How to Prevent Error i70
You don’t want to be back under this machine in twelve months. To keep that new thermistor healthy, follow these industry tips:
- Check Your Water Temperature: Ensure your home’s water heater is set to at least 120°F (49°C). If the dishwasher has to work overtime to heat freezing cold water from the intake, the thermistor and heating element undergo much more thermal stress, shortening their lifespan.
- Clean the Sump Area: Every few months, remove the bottom filters and clean out any debris. Bone fragments or glass shards can occasionally nick the casing of the thermistor or the surrounding wires, leading to moisture intrusion and eventual electrical failure.
- Use a Surge Protector: If your dishwasher is plugged into an outlet, use a dedicated appliance surge protector. The sensitive resistors on the control board that read the thermistor are often the first things to fry during a local power flicker.
FAQ
Frequently Asked Questions
Can I still run the dishwasher with an i70 code?

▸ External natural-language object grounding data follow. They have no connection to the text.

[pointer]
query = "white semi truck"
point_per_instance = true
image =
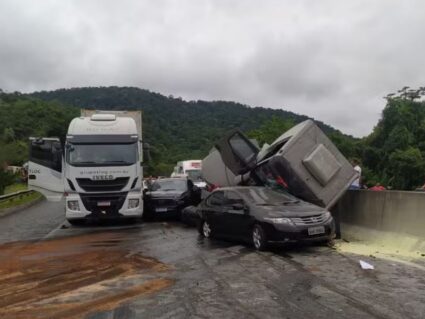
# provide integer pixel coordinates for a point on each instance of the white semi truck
(97, 168)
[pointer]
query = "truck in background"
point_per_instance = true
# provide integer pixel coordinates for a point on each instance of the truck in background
(192, 169)
(97, 167)
(303, 161)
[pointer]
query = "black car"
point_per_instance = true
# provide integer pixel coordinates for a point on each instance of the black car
(168, 196)
(261, 216)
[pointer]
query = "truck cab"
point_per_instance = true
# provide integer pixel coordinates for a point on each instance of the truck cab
(97, 167)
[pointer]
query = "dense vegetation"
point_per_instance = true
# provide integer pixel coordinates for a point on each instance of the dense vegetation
(393, 154)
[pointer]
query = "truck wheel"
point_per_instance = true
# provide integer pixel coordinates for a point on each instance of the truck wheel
(205, 229)
(259, 238)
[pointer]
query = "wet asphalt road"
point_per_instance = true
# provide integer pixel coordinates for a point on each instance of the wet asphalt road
(165, 270)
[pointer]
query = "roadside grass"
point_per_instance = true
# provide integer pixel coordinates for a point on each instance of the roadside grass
(19, 200)
(15, 188)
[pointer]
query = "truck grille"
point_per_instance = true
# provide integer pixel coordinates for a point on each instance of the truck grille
(309, 220)
(102, 186)
(115, 200)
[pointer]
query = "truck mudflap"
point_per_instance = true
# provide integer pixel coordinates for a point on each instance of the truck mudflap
(303, 160)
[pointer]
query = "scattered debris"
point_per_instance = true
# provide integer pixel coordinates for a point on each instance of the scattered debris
(366, 265)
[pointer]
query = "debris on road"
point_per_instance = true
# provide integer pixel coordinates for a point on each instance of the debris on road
(302, 160)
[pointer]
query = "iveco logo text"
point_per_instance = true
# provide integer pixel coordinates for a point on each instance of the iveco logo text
(102, 177)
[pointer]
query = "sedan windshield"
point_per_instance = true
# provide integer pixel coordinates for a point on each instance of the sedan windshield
(167, 185)
(266, 196)
(102, 154)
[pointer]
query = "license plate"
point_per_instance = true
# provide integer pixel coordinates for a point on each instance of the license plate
(103, 204)
(316, 230)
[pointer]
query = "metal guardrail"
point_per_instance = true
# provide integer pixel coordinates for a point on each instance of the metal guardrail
(16, 194)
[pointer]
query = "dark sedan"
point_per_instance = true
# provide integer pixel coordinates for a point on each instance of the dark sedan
(262, 216)
(168, 196)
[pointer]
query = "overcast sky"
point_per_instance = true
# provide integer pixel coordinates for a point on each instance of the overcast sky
(332, 60)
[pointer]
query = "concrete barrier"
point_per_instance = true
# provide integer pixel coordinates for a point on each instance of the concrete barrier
(390, 219)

No. Frigidaire designs the control board to “lock out” functionality when i70 is detected. This is a safety feature. Without an accurate temperature reading, the board might keep the heating element on indefinitely, which could melt the plastic tub or even cause a fire. You must address the fault before the unit will operate again.
Is the i70 error the same as the i60 error?
Close, but no. The i60 code usually points to a heating circuit failure (like a burnt-out heating element), whereas i70 is specifically about the sensing of that heat. However, a failed heating element can sometimes “confuse” the thermistor circuit, so it’s always smart to check both if you have the multimeter out.
Do I need to pull the dishwasher out from the cabinet?
Usually, no. On most modern Frigidaire models, the thermistor is accessible simply by removing the bottom kickplate. However, if your wiring harness is damaged further back, you might need to slide the unit out about six inches to get enough slack to work comfortably. Always ensure you have enough slack in your water line before pulling.